How to write your own compiler and executor for mathematical expressions

Let’s talk about infix, prefix and postfix notations, abstract syntax trees, and how to convert a human-readable expression into a computer-digestible form.

Sometimes we need our programs to be able to run simple mathematical expressions entered by a user. E.g., it can be an arithmetical expression in a command-line calculator, an expression to process a result of analytical device measurements, or it can be an expression to calculate scores for a player in a videogame. Languages for such expressions are sometimes called scripting languages or domain-specific languages.

A user enters a human-readable expression as a string. The program then has to parse it, convert it into a form understandable by a computer, and then execute it with some data. Unfortunately, expression notations for humans and computers are usually different and require translation.

Infix notation

Let’s start with a simple expression: 1 + 2. It is a mathematical operation that sums two numbers. The + sign is an operator; it shows what action we need to do. 1 and 2 are operands; they are objects what our operation works with. The same is true for logical expressions too, e.g., A or B.

When we use arithmetical or logical expressions, we usually put operators between operands if we assume that humans will read these expressions.

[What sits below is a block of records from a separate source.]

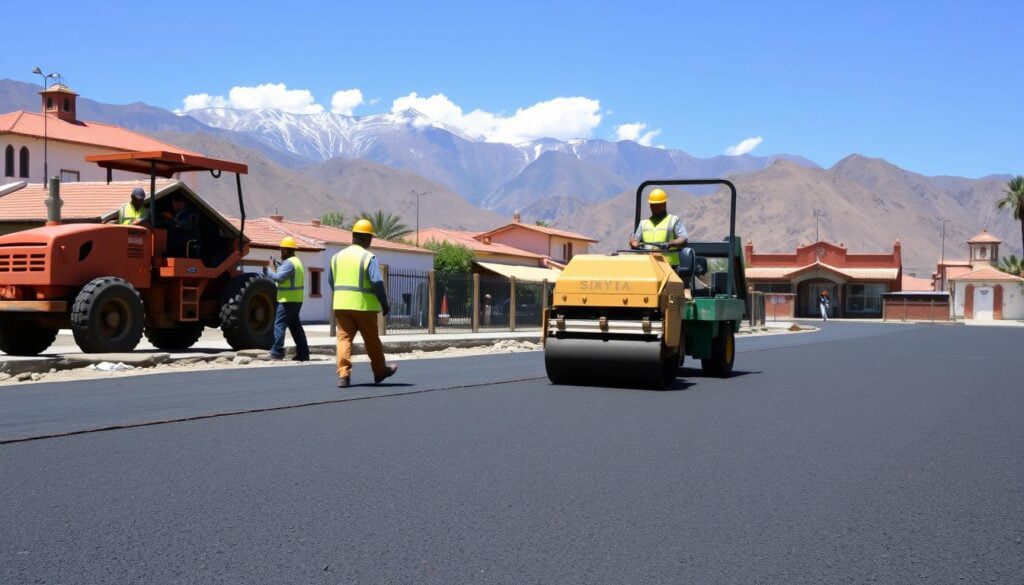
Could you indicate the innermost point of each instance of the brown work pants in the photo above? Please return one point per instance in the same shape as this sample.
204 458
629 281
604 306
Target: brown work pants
365 323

It is called “infix notation”: the operator is INside the expression.

It is the expression notation we all have got used to, but it has a couple of disadvantages. First, we need to take care of operation priorities if we have multiple operators in a single expression. E.g., multiplication is stronger than addition. In the expression A + B * C, we calculate B * C first and then add its result to A. If we want to change the order and calculate the sum first, we need to use parentheses (round brackets): (A + B) * C.

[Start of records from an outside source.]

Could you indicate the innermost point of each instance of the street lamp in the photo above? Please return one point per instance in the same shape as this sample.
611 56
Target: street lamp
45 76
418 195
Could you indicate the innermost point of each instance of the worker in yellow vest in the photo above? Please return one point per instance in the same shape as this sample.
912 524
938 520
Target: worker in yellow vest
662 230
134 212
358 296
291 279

Second, infix notation isn’t the best notation if we want to teach a computer to execute mathematical expressions mainly because the order of execution is not the same as reading.

Prefix notation

Prefix notation, also known as Polish notation or normal Polish notation, is when we put the operator before its operands. 1 + 2 becomes + 1 2. A or B becomes or A B. Humans haven’t got used to it, so it might look a bit strange or difficult. It gets even worse if we have expressions with multiple operators, e.g., A and B or C becomes or and A B C.

The basic idea is that we read tokens from the expression one by one. If it’s an operator, then we continue reading until we have enough operands for it and execute it. If we find another operator instead of a literal or a variable name, we need to calculate it first, and its result will be the operand for the previous operator.

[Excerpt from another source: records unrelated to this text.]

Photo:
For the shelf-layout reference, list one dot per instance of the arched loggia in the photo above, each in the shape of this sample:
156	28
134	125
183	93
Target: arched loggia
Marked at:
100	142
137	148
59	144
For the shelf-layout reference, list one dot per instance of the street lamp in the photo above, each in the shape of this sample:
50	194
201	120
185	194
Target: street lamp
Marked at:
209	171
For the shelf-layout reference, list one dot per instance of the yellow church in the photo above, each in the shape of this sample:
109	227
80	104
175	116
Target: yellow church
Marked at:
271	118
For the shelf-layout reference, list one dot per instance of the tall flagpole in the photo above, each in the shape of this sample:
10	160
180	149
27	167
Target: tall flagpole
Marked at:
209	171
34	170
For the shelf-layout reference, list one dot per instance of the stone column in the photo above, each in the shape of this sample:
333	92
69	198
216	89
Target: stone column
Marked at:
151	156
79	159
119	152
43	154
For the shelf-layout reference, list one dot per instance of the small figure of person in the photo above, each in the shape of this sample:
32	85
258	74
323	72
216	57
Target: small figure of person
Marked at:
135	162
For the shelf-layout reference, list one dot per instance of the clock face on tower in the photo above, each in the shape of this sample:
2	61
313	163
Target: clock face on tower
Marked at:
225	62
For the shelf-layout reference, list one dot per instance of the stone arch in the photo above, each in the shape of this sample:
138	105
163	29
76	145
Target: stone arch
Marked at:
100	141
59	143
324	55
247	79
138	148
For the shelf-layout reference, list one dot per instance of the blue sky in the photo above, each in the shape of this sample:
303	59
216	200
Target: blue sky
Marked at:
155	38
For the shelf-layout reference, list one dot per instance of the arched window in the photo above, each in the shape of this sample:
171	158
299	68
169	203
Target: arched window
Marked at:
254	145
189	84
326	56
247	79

With prefix notation, we don’t need to think about priorities anymore because the order of execution is written in the expression itself. A + B * C turns into + A * B C, which means we need to sum A and the result of multiplication of B and C. (A + B) * C turns into * + A B C, which means we need to multiply C and the sum of A and B.

Prefix notation fits really good for recursive execution. Let’s say we have a function execute(operator, operand1, operand2). Then to calculate + A * B C we need to run this code:

execute('+', A, execute('*', B, C));

To calculate * + A B C we will run this code:

execute('*', execute('+', A, B), C);

Postfix notation

Postfix notation, also know as reverse Polish notation, is when we put the operator after its operands. 1 + 2 becomes 1 2 +, A + B * C becomes A B C * +, (A + B) * C becomes A B + C *.

When we execute an expression in postfix notation, we read tokens one by one. If it’s an operand, then we keep it in memory. If it’s an operator, we get operands from memory, execute the operator, and then put its result in the same memory.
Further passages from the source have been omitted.